Be Polarizing… to a Point
As mentioned, one of the things that made the Jordan documentary compelling to a wide audience was the fact that the Bulls themselves weren’t very polarizing. And Jordan wasn’t either, as a player. The questions around Jordan come from his demeanor, his brutal competitive streak and the constant “LeBron James or MJ” questions that pepper the NBA narrative in recent years (for what it’s worth, it’s said that Jordan finally agreed to release the 1997-98 footage after James won a title with the Cleveland Cavaliers in 2016).

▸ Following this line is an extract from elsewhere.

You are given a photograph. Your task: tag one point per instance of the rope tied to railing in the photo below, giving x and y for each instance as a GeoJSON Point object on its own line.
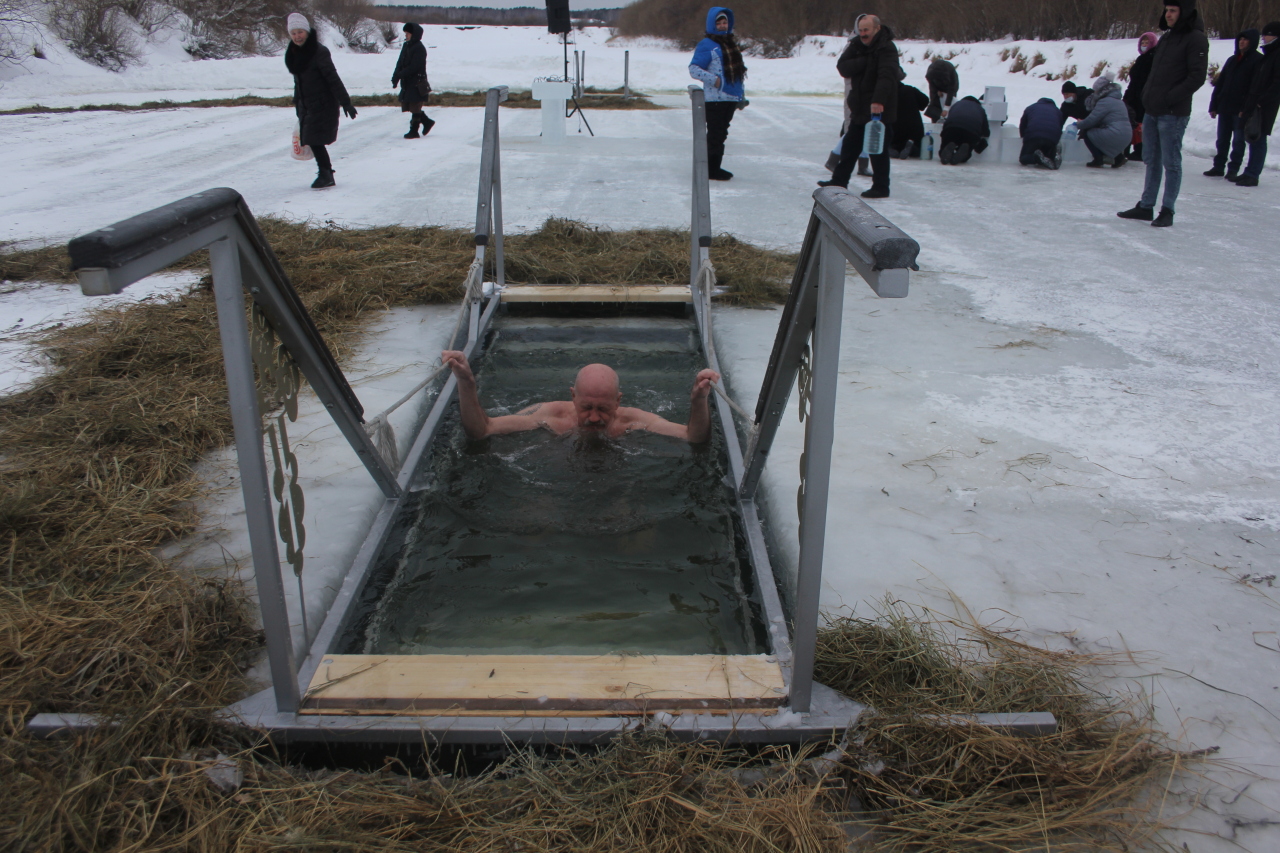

So if you went into the documentary questioning who Jordan was as a human being, you were probably met with evidence that your skepticism was correct. Had you not thought much about MJ as a person, perhaps you have some questions now. The conflict created between his greatness as a player and his questionable reputation as a person and teammate is what makes for interesting storytelling throughout “The Last Dance.” It also gave us what should be the lasting meme of the show — Jordan reacting to an iPad.
The same can’t be said around some of the more recent “great” NBA teams — or great American sports teams in general. Teams like the NFL’s New England Patriots court conflict due to a boisterous fan base, gruff coach and a history of questionable conduct regarding the rules. Before he won that title with the Cavs, LeBron earned nationwide scorn for joining a superteam with Dwyane Wade, Chris Bosh and the Miami Heat. Kevin Durant was similarly hated for adding himself to a 73-win Golden State Warriors squad… you get the picture.
There are battle lines drawn by today’s sports-viewing public that just weren’t (to the same degree) even 20 years ago. Jordan and the Bulls were a collective experience for those watching both then and now. Any show or documentary needs to begin with the same wide net as its starting point.
Also, sports or no sports, the inherent conflict of the story should not be the headline — just an aspect of what was overcome to get to success. Speaking of…
Ultimately, You’re Looking to Highlight a Unique Level of Success
The Bulls were the premier NBA franchise for nearly a decade, and Jordan was the best player for more than that amount of time. Shows like “Friends” and “Seinfeld” were ubiquitous aspects of American culture for years on end. The McGwire/Sosa documentary ESPN’s airing next month highlights a race past 61 home runs that captivated the whole country over 20 years ago.
Any show can have a reunion, and you can create a documentary about any person or sports team. But that’s not the goal here. Rather, we’re looking to find programming that embodies unique moments in time and shines a spotlight on a level of success that is difficult to attain. That’s how an audience winds up captivated by something for weeks on end. They want to feel closer to a excellence in that specific moment in time. Effectively transporting them there is a big part of how ESPN or anyone else finds success trying to replicate what worked for “The Last Dance.”
Still, even with that box checked, it’s hard to contend with the likes of Michael Jordan — be it on the basketball court, or apparently, in documentary form too.